Шрифт:
Интервал:
Закладка:
Тетушка после долгой молитвы отдыхает; Катерина Никитишна мирно храпит на лежанке в моей комнате; Марья Ивановна ушла домой.
Праздник носится в воздухе, веет в тишине, расцветает в сердцах. Стар и мал ждут его с одинаковым нетерпением. Он глядит в окна, разливается трепетным мерцанием на ризах образов, дышит на всех отрадой, заглядывает в самые углы сердца человеческого, озаряет их ясными лучами. Это светлое перепутье на жизнен-ной дороге, где утомленная душа подкрепляется, и с новыми силами и с тайною надеждой идет дальше под тяжелою ношей забот и труда,
Бьет одиннадцать.
Федосья Петровна несет лучший тетушкин чепчик, расправляет на нем ленты, раздувает примятый рюш и бережно кладет на столик. Кошка с любопытством следит за свесившимися концами лент, и не успела Федосья Петровна отойти, как чепчик уже лежит на полу, сдернутый бархатною лапкой.
- Брысь! ах ты, проклятая! вот я тебя!.. Я засмеялась.
- Нечему, сударыня, смеяться-то; ну, как бы изорвала либо измяла, чтобы тетенька-то сказала? не сказала бы спасибо.
И чепец вознесен был на шкаф с книгами. Вот и двенадцать! В воздухе пронесся и разлился торжественный звон. Все засуетились.
- Маменька, ангел мой! уж ударили, - сказала вошедшая тоже в парадном чепце с лиловыми лентами Марья Ивановна.
- Готова, друг мой, иду. Генечка-то где?
- Здесь.
- А Катенька?
- Здесь, родная, здесь, я за вами!
И все мы стеснились в узеньком коридоре, ближайшим путем пробираясь в прихожую, потому что для тетушки тяжел был каждый лишний шаг. Две горничные шли впереди со свечами; Федосья Петровна и Анисья вели тетушку под руки, едва помещаясь с нею рядом; шествие завершали я, Катерина Никитишна и Марья Ивановна.
У крыльца стояли столь известные дрожки с фартуками, на которые мы все четверо поместились.
Апрельская ночь обдала нас тонким проницающим воздухом, накрыла чистым, прозрачным, голубым небом, усеянным звездами. По дороге в церковь неясно, будто тени, движутся группы прихожан, слышится говор. Колокольня горит плошками.

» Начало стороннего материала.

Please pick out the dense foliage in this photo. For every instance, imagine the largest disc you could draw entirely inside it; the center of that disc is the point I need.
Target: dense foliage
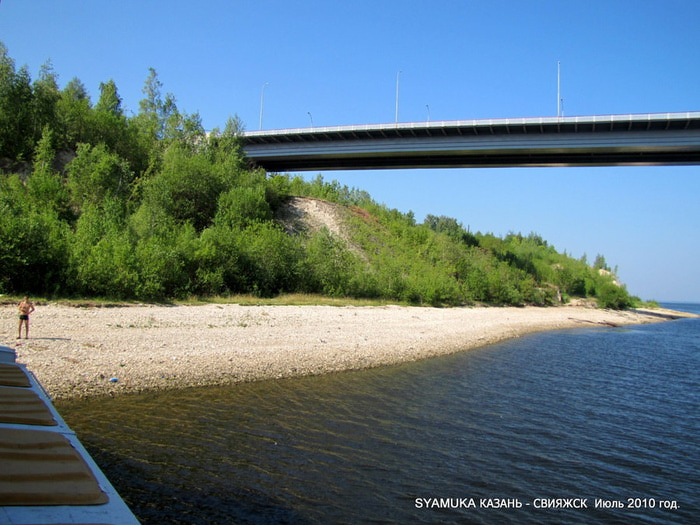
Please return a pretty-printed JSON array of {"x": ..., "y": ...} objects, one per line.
[{"x": 150, "y": 207}]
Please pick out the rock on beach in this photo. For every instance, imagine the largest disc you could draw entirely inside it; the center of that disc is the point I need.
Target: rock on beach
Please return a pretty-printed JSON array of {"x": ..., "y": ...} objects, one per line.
[{"x": 94, "y": 351}]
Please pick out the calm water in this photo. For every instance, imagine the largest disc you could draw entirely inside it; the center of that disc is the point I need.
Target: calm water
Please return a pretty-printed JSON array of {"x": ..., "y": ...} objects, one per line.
[{"x": 575, "y": 416}]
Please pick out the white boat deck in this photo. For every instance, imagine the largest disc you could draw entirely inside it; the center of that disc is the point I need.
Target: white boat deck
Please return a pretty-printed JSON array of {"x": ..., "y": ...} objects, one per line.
[{"x": 46, "y": 475}]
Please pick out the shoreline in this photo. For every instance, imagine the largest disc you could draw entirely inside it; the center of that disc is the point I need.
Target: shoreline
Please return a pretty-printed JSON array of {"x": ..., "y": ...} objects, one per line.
[{"x": 104, "y": 351}]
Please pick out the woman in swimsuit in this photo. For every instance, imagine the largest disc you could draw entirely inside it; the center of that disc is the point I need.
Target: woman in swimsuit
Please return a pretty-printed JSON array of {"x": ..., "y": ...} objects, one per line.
[{"x": 25, "y": 308}]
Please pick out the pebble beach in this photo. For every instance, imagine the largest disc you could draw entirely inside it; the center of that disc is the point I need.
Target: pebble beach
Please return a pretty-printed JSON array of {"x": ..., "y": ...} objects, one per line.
[{"x": 98, "y": 351}]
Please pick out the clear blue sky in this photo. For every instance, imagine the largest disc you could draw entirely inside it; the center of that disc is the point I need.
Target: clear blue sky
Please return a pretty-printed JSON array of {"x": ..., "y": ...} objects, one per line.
[{"x": 338, "y": 61}]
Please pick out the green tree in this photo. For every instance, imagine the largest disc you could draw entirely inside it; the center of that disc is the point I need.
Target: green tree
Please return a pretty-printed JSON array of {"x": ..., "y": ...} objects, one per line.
[
  {"x": 45, "y": 96},
  {"x": 16, "y": 118},
  {"x": 73, "y": 113},
  {"x": 95, "y": 174}
]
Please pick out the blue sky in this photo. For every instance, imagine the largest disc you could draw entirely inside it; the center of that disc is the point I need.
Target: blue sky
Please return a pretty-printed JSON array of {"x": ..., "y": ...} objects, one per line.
[{"x": 336, "y": 63}]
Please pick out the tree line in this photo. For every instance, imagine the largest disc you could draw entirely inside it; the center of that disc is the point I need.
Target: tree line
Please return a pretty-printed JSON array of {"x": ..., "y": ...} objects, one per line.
[{"x": 95, "y": 203}]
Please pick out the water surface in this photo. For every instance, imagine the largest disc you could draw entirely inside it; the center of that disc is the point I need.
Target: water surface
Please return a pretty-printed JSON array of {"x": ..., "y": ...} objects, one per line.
[{"x": 558, "y": 418}]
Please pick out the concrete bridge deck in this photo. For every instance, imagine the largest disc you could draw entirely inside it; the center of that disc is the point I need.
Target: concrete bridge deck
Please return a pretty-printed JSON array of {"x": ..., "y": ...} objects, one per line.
[{"x": 599, "y": 140}]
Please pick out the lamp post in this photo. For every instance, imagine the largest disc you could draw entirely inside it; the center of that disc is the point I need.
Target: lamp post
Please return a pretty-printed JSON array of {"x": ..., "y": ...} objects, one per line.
[
  {"x": 262, "y": 101},
  {"x": 398, "y": 73}
]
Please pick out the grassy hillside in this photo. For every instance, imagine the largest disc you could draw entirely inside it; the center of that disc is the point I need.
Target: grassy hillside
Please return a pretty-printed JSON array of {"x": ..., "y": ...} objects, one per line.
[{"x": 95, "y": 203}]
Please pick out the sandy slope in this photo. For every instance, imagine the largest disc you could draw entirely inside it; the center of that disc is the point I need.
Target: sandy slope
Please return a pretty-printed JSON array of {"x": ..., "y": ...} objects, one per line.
[{"x": 77, "y": 351}]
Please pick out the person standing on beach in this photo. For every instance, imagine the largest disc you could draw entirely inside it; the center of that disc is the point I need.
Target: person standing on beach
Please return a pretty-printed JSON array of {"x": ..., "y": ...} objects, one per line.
[{"x": 25, "y": 308}]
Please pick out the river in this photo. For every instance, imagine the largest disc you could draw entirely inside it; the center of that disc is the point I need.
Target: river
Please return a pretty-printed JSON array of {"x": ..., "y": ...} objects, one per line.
[{"x": 592, "y": 425}]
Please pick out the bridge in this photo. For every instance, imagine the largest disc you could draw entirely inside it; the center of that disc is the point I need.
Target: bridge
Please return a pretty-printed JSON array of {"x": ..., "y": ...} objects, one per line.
[{"x": 607, "y": 140}]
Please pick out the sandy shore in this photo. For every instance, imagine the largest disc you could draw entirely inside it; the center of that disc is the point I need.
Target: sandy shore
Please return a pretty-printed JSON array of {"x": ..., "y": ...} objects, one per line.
[{"x": 102, "y": 351}]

Мы переехали и мостик, под которым бурлит в весеннем разливе речка; поднялись на гору, остановились у освещенного четырьмя плошками входа в церковь, наполненную уже богомольцами, протеснились на свои места, и радостное "Христос воскресе!" потрясло все души, оживило все сердца, повторилось в устах каждого, сравняло, помирило всех в общем, братском лобзании…
- Христос воскресе! кумушка Катерина Никитишна!
- Воистину воскресе! кума Арина Степановна! как поживаешь?
- Живу помаленьку, маюсь еще на белом свете. Вот Бог привел и до праздника дожить. Кресенка-то твоя становится какая хорошенькая.
- Слава Богу!
- Да побывай у нас на празднике-то.
- Побываю, побываю!
- Ты у Авдотьи Петровны разговляешься?
- У Авдотьи Петровны.
- Она и меня приглашала, дай Бог ей здоровья, да нельзя, детки ждут.
- Ну да как, чай, не ждать!
- Христос воскресе! Евгения Александровна!
- Воистину воскресе, Прасковья Ильинишна! Вы к нам?
- Нельзя, дорогая моя! старик-то мой дома ждет; хворает, и в церковь Божью не в силах был дотащиться.
- Уж как вы милы, моя красавица! точно ангел стоит, - сказала, подходя ко мне, Анна Филипповна, соседка в розовой шляпке необычной формы и величины. Шляпка эта двадцать лет тому назад была подарена ей одною богатою помещицей и надевалась постоянно каждый год в двунадесятые праздники.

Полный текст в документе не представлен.